Deploying Infrastructure for Metaflow

Use the local dev stack to explore how Metaflow integrates with underlying infrastructure. When you are ready for a production deployment, you will need to set up infrastructure in your own cloud account, as detailed on this page. For further information, see Metaflow Resources for Engineers.

Supported infrastructure components

Since modern data science / ML applications are powered by a number of interconnected systems, it is useful to organize them as an infrastructure stack like the one illustrated below (Why? See here). You can see logos of all supported systems which you can use to enable each layer.

The table below explains the five major deployment options for Metaflow and what components of the stack are supported in each. You can choose to deploy Metaflow on:

Only local environment - just pip install metaflow on any workstation.
AWS either on EKS as a Kubernetes platform or using AWS-managed services.
Azure on AKS as a Kubernetes platform.
Google Cloud on GKE as a Kubernetes platform.
Any Kubernetes cluster including on-premise deployments.
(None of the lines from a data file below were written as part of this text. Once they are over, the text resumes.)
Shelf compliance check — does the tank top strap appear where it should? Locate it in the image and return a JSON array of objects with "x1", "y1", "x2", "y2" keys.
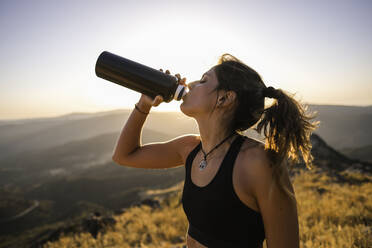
[
  {"x1": 221, "y1": 134, "x2": 246, "y2": 185},
  {"x1": 185, "y1": 141, "x2": 201, "y2": 181}
]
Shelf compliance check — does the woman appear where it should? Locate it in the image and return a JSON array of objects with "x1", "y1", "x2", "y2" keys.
[{"x1": 113, "y1": 54, "x2": 315, "y2": 248}]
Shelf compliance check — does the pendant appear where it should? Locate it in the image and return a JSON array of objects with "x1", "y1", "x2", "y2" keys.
[{"x1": 199, "y1": 159, "x2": 207, "y2": 170}]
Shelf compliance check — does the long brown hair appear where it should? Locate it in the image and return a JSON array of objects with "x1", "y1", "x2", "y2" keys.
[{"x1": 214, "y1": 53, "x2": 318, "y2": 202}]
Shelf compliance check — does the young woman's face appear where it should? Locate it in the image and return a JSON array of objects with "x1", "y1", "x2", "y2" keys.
[{"x1": 180, "y1": 68, "x2": 218, "y2": 117}]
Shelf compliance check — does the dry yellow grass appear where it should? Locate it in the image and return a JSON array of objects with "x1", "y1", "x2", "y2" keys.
[{"x1": 44, "y1": 171, "x2": 372, "y2": 248}]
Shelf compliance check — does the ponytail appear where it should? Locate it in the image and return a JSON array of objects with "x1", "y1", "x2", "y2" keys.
[
  {"x1": 256, "y1": 87, "x2": 318, "y2": 202},
  {"x1": 215, "y1": 54, "x2": 318, "y2": 202}
]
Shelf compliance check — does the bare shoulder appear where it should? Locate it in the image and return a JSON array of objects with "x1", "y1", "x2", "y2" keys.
[
  {"x1": 239, "y1": 138, "x2": 272, "y2": 193},
  {"x1": 241, "y1": 136, "x2": 293, "y2": 198},
  {"x1": 175, "y1": 134, "x2": 200, "y2": 164}
]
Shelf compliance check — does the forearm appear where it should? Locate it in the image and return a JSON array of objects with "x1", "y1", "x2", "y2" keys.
[{"x1": 112, "y1": 101, "x2": 151, "y2": 161}]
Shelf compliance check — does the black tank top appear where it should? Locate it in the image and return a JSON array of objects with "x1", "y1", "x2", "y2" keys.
[{"x1": 182, "y1": 135, "x2": 265, "y2": 248}]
Layer	Component	Description	Only Local	AWS	Azure	GCP	K8s
Modeling	Python libraries	Any Python libraries	🟢	🟢	🟢	🟢	🟢
Deployment	Argo Workflows	Open-source production-grade workflow orchestrator		🟢	🟢	🟢	🟢
Deployment	Step Functions	AWS-managed production-grade workflow orchestrator		🟢
Deployment	Apache Airflow	Popular open-source workflow orchestrator		🟢	🟢	🟢	🟢
Versioning	Local Metadata	Metaflow's tracking in local files	🟢	🟢	🟢	🟢	🟢
Versioning	Metadata Service	Metaflow's tracking in a central database		🟢	🟢	🟢	🟢
Orchestration	Local Orchestrator	Metaflow's local workflow orchestrator	🟢	🟢	🟢	🟢	🟢
Compute	Local Processes	Metaflow tasks as local processes	🟢	🟢	🟢	🟢	🟢
Compute	AWS Batch	AWS-managed batch compute service		🟢
Compute	Kubernetes	Open-source batch compute platform		🟢	🟢	🟢	🟢
Data	Local Datastore	Metaflow artifacts in local files	🟢	🟢	🟢	🟢	🟢
Data	AWS S3	Metaflow artifacts in AWS-managed storage		🟢			🟢
Data	Azure Blob Storage	Metaflow artifacts in Azure-managed storage			🟢		🟢
Data	Google Cloud Storage	Metaflow artifacts in Google-managed storage				🟢	🟢

Note that fast prototyping with the Local Orchestrator is supported in all these options, but the only local option doesn't support scalability with an external compute layer, nor production-grade deployments.

info

You can test the AWS/Azure/GCP/Kubernetes stack easily in your browser for free by signing up for a Metaflow Sandbox.

Example stacks

Here are some typical deployments that we have seen in action:

Local: Effortless prototyping

Just pip install metaflow to deploy this stack

This is the stack you get by default when you install Metaflow locally. It's main benefit is zero configuration and maintenance - it works out of the box. It is a great way to get started with Metaflow.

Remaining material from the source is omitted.